Okumak isteyen herkes üniversite okumalı. Ama herkes illa memur olacağım, masa başı çalışacağım düşüncesiyle okumamalı. Belli mesleklere yönelik bölümlere yerleşme şansı olmayan kişiler ya hayata atılmalı ya da üniversite okusa da kendi alanında çalışamama ihtimali olduğunu bilerek okumalı. Lise, üniversite okuyup tarım yapmak, sanayide çalışmak ayıp değil. Okuduktan sonra dışarıda çalışma imkanı olmasına rağmen memleketinde yaşamayı tercih etmek de ayıp değil. Göreceksiniz bu dar kalıpları aştığında bu ülke müreffeh seviyelere ulaşacak.
***
Ortaokul-lise çağındaki çocuklara hayatlarının dönemeci gibi düşündükleri zamanlarda çok bulaşmayın. Çocuklara iletişim kolay bir iş değildir. Pedagojik formasyon isteyen bu konularda öğretmenlerin bile zorlandığı bu işlerde çocuklara çok müdahil olmayın. Annesi ve babasıyla konuşup yapıcı yönlendirmeler yapabilirsiniz ama en ufak bir söz, kelime o çocukların hayatını etkiler. Bırakın çocuklar üniversite okumak istemiyorsa okumasın. 5-10 yıl sonra okur. İlkokuldan, ortaokuldan, liseden sonra hayata atılıp başarılı olan Karacasu’da bile nice insan var. Başarı demek sadece üniversite demek değildir. Bugün okumaması yarın okumayacağı anlamına da gelmemektedir. Eğitim artık 4 duvar arasında yapılan bir iş de değil. Ama diğer yandan okumak isteyeni de rahat bırakın. ‘Atanamazsın, okuyup ne olacaksın’, 'Şu bölümü okuma, şunu oku' sözlerini atın bir kenara, tedavülden kaldırın bunları. İnsanların hayatı kendilerini ilgilendirir. İyilik yaptığınızı zannederken kötülük yapıyorsunuz. Ülkemizde yaşanan tüm sorunların temelinde liyakatsizlik ve işini sevmeden yapan insanların sayısının severek yapanlardan fazla olması yatıyor. Mahalle baskılarıyla insanlar mutlu olmayacakları işlere yöneliyor. Bunu yaparken de sırf toplumun gözünde kendilerini kabul ettirmek için siyasi yollarla şuraya buraya girmeye çalışıyorlar. Sonra liyakat yok, işini sevmeden yapan bir sürü insan. Sonra her şey ortada işte.
***
Gençler, çevrelerindeki sözlere kulak asmamalı. Bu dünya değişecek. Hangi işte mutlu olacaklarsa onu seçmeliler. Üniversite okumak istemiyor mu, tarımsa tarım, sanayiyse sanayi. Çalış. Gönlünde yatan bir bölüm var ama iş bulma şansın sıfır mı? Yine de oku. Ama okurken farklı alanlarda da kendini geliştir. Yarın bir gün o sevdiğin bölümü okuyup gelip memleketinde tarıma yönelme ihtimalin varsa da gocunma. Üretimin önemi ortada değil mi? Yeter ki siyasi birilerinin arkasına takılıp suni bir şekilde seviye atlamaya çalışma. O ihtimali kaldır aklından yeter. Bir de sen daha iyi bilirsin ama bir Ömer Seyfettin, bir Sait Faik okumadan, bir İnce Memed, bir Tatar Çölü, bir Gazap Üzümleri ve daha pek çoğunu okumadan liseden mezun olunmamalı...
***
Sözüm genele değil, üzerine alınmak isteyenlere…

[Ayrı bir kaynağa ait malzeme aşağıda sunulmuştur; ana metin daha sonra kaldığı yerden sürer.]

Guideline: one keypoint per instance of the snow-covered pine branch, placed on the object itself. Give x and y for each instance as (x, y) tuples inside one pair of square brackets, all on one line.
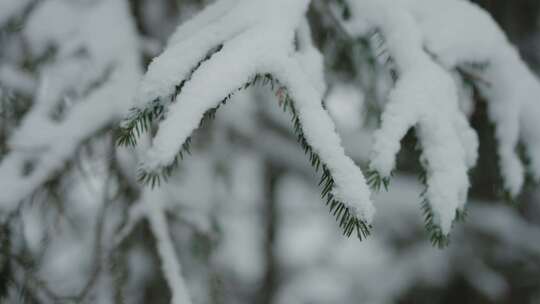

Okumak, okul okumak değildir. Kitap okumak sadece okul okuyanların yapacağın bir iş değildir. Gençlerle birlikte siz de kitap okudukça değişecek dünya. Kitap okudukça birbirimizin hayatına karışmaktan vazgeçilir. Yargılamaktan, zannetmekten kısacası dedikodudan vazgeçilir. Farklı bakış açıları geliştirilir. Kör kütük bir düşünceye saplanıp kalmak yerine ‘yanlış düşünüyor’ olabilirim düşüncesini geliştirilir. Son olarak, insanların hayatında bir sahneyi görüp tamamı yargılanıyor. Onun son adımı hangi aşamaları geçerek attığını bilinmeden.. Bilinse belki ne kadar boş konuşulduğu görülecek.
***
Bırakın en azından özellikle gençlerin okul gibi tercihleriyle alakalı hayatına karışmayı.
***
Sait Faik’in Dülger Balığının Ölümü diye bir öyküsü var. Çok şey anlatır. Hayatında hiçbir sınamadan geçmemiş bir insan kendini dev aynasında görüp çevresindekileri yargılayabilir. Okumanızı öneriyorum.